I massage the bridge of my nose. Now I remember why, last night as I lay awake in bed, I debated on whether to tell my best friends, and how much to tell them. I turn into the school parking lot as Quinn tries to talk Annie out of getting Vance to sign that fanart (not like he’d sign anything, but I don’t want to ruin their fun yet), until Quinn pops up between the passenger and driver’s seat and says, “So, theoretically, you could still have that video.”
“Video?” I ask as I pull into my assigned parking spot.
“You know, if your phone still works.”
“Oh my God—the video! I’d die to see it. To see him in all of his bad-boy glory,” Annie adds with a heavenly sigh. “I wonder how sexy he is?”
Too sexy, I think, hesitating, before I take my phone out of my pocket and pull up the video. I hit play and hand it to them. The video goes through my adventure through the dark of the house, to the pool, and then—a little garbled since my phone is old, but still clear enough—I hear Vance say, “What are you doing here?” and then I shriek and make a run for it, and then he shouts, “Wait—stop!”

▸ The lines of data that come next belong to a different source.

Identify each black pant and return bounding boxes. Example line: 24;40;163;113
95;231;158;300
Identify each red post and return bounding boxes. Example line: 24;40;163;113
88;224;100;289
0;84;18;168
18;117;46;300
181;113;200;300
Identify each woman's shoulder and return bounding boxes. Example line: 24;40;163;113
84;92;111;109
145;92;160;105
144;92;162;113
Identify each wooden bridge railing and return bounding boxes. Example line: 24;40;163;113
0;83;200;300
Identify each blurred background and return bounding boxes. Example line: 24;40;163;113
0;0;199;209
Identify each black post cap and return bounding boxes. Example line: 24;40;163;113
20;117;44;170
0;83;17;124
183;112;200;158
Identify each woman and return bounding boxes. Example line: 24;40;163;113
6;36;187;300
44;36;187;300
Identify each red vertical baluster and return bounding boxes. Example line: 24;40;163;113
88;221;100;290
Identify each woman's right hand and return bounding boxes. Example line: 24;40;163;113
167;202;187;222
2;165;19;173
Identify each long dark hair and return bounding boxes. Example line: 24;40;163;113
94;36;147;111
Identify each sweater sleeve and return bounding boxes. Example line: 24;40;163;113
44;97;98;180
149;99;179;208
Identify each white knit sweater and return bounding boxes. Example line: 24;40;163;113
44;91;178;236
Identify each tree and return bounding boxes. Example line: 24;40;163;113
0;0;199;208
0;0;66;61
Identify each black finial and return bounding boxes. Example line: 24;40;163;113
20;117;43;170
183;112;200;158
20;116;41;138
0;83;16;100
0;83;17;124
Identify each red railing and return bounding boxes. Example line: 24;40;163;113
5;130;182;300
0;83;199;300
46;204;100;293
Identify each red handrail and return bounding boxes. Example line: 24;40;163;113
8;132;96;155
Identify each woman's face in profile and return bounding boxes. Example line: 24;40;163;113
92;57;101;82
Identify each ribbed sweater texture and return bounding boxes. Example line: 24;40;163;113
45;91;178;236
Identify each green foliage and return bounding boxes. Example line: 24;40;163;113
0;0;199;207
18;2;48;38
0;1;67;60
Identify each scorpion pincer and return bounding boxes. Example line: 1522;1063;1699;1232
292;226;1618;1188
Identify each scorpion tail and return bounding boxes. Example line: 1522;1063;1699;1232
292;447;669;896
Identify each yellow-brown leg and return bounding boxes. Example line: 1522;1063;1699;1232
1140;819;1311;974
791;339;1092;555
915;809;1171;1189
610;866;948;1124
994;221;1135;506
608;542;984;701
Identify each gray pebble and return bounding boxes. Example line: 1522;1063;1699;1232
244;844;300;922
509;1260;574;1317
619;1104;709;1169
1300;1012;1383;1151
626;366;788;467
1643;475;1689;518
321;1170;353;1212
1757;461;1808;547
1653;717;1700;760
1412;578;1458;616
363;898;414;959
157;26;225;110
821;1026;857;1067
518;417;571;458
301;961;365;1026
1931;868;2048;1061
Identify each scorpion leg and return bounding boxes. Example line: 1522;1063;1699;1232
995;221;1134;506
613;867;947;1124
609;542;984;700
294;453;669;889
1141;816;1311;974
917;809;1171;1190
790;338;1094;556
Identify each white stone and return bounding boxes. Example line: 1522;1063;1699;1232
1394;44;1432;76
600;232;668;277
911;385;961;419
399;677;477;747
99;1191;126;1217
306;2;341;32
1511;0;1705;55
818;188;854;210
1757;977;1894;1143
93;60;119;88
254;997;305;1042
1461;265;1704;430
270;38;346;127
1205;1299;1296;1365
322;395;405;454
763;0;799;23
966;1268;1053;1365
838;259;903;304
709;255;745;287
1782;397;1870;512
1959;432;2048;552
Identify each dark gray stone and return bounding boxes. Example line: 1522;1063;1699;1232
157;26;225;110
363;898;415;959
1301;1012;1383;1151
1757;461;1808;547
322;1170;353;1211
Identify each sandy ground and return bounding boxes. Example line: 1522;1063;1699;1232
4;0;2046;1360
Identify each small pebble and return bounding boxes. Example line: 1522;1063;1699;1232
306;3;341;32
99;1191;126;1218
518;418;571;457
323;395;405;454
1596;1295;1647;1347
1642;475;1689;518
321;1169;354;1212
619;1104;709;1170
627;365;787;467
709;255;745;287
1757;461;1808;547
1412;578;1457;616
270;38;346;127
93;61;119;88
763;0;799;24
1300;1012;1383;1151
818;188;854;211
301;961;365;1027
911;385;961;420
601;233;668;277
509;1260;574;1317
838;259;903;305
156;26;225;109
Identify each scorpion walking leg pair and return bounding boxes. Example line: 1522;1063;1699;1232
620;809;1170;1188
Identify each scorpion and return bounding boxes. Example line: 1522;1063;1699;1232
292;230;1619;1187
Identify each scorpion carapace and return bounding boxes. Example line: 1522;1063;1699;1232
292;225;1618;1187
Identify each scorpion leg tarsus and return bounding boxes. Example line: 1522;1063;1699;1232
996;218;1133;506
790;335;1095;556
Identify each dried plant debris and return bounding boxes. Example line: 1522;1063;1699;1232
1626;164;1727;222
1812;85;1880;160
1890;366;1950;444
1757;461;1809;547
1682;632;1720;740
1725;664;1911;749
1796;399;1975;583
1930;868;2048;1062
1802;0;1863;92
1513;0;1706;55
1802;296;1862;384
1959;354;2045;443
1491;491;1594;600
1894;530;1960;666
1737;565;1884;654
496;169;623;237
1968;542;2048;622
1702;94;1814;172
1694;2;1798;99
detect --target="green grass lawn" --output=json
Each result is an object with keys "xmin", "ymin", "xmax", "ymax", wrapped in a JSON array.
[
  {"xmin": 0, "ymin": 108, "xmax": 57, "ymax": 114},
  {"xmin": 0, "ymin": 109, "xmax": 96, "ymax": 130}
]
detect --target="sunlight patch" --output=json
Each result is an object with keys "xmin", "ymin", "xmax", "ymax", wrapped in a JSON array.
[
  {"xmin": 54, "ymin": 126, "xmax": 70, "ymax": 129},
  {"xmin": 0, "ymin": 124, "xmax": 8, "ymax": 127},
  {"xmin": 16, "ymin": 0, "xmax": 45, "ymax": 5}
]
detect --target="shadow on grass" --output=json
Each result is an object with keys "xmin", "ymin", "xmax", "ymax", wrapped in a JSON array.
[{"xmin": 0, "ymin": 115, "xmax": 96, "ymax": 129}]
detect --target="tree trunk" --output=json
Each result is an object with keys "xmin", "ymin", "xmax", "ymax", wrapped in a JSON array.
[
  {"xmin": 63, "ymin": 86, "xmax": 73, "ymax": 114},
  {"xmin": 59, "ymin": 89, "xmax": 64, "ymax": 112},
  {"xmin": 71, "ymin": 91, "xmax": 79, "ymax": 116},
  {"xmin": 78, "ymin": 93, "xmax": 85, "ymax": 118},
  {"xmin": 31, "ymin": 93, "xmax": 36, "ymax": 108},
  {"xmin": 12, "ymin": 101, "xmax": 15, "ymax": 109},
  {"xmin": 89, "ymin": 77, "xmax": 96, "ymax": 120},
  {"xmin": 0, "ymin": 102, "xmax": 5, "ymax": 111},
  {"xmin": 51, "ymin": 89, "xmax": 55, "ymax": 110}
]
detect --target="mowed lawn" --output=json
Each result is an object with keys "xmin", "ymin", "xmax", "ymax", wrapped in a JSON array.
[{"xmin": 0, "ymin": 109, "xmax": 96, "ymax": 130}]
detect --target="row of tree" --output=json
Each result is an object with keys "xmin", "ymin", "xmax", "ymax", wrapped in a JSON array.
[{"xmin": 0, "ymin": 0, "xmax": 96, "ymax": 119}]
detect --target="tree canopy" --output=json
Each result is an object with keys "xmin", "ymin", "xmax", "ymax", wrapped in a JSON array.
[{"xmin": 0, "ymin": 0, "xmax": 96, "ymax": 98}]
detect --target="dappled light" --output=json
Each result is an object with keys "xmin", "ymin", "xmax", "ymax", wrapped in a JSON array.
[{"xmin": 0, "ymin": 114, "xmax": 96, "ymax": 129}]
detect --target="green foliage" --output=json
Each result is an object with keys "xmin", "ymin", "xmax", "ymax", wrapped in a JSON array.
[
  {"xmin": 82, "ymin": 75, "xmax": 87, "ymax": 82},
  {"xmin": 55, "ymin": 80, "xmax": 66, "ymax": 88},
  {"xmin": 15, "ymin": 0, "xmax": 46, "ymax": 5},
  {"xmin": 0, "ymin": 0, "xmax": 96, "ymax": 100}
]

Right before I slam my elbow into his nose and take a dive into the pool.
The video ends there.
My best friends stare at my phone for a moment longer. Then Annie takes a sip of her caramel macchiato with soy and says, “Garrett’s going to lose his mind when he finds out.”
I quickly take the phone back. “He’s not going to. And you two can’t tell anyone!”
“But—” Annie begins.
“Promise? Pinky swear?” I add, lifting my pinky.
Grumbli
ng, Annie hooks her pinky to mine, and then Quinn does. They’ve never tattled on any of my secrets before—not about Dad and me losing the house after Mom passed, or having to sell her Starfield collection to pay for the funeral costs, so I don’t think twice about them blabbing here. They’re not the type.
Even when it seems like it physically pains Annie to keep quiet.
“We better get going, Bob’s heading for us,” Quinn observes, glancing out the back windshield at the man in the golf cart weaving through lines of cars to get to us. His sole job is to write up anyone who tries to sneak out of school in the middle of the day, or students who come in tardy. His silence is easily bought with a breakfast sandwich, but I don’t have a peace offering today.
I grab my bookbag from the passenger seat as we hurry out of my car and make our way into the school through the breezeway. Homeroom’s already started and the hallways are almost entirely empty.
“Speaking of Garrett Taylor,” Quinn says, cocking their head up at one of the TVs in the lobby playing the morning announcement. Garrett Taylor is on-screen, and behind him is the theme for this year’s Homecoming dance.
GARDEN OF MEMORIES.
“And I’m announcing, along with these other fine students, I’ll be running for Homecoming King! And if I win, I’m taking Rosie Thorne to Homecoming with me! So c’mon, friends, help me make true love happen!”
I nearly drop my books out of my locker. “I never said yes to that!”
“Or better yet,” he adds, and leans in toward the camera, “write her in as my queen.”
I stare at the TV, my mouth agape, as I run through my conversation with him last night. Under no circumstances did I tell him that I’d go to Homecoming with him. There has to be some mistake. He can’t honestly think—why would he—why would he think I—
Quinn slides up beside me and says, “You said no, huh.”